100% of the free span dings < 5 volts would be examined with a technique qualified for detection of circumferential ODSCC. Although all 600TT plants consider axial ODSCC to be a potential degradation mechanism at these locations, I know of none that consider circumferential ODSCC as a potential mechanism. There were a small number of reported instances of these cracks in the mill annealed A600 plants.
100% of the hot leg and cold leg top of tubesheet would be examined with a technique sensitive to foreign object wear. The bobbin coils detection capability is limited in this region by the masking effects of the expansion transition.
100% of the hot leg and cold leg top of tubesheet would be examined with a technique sensitive to loose part detection. The bobbin coils detection capability is limited in this area by the masking effects of the carbon steel tubesheet on the low frequency channel.
Such an inspection program would allow earlier detection of incipient cracking by using a more sensitive technique and testing 100% of the susceptible regions each inspection rather than only a sample as is currently required.

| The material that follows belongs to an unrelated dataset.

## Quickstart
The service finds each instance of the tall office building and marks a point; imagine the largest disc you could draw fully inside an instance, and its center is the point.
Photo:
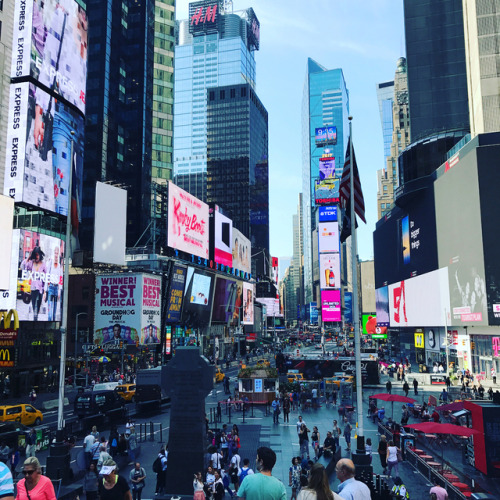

For PWSCC that resides below the top of the tubesheet but above the H* distance, I believe that initiation and growth rates are less uncertain than those for ODSCC. With the tube restrained from burst and with potential leakage limited there is a much lower risk associated with skipping the next inspection than there is for ODSCC.
Opinion 690TT Plants:
For those plants with tube support or AVB wear that would like to skip more than two inspections, I think that it is acceptable to use the operational assessment to determine the inspection periodicity provided that the assessment is submitted to the NRC for review. Although I am skeptical about the ability to accurately predict tube wear beyond the current prescriptive inspection periods, there are some plants where the risk would appear to be low. For instance, the RSGs at Point Beach Unit 2 are a standard broached tube support and AVB design, with 20 plus years since installation, and only a handful of wear scars all less than 10% TW. Other RSGs with non-standard support designs, less time since replacement, and/or recent inspections with significant wear detected pose a higher degree of risk. For any extension of the current prescriptive inspection periods I would recommend that the potential for changes in secondary side thermal hydraulic conditions be considered in the operational assessment.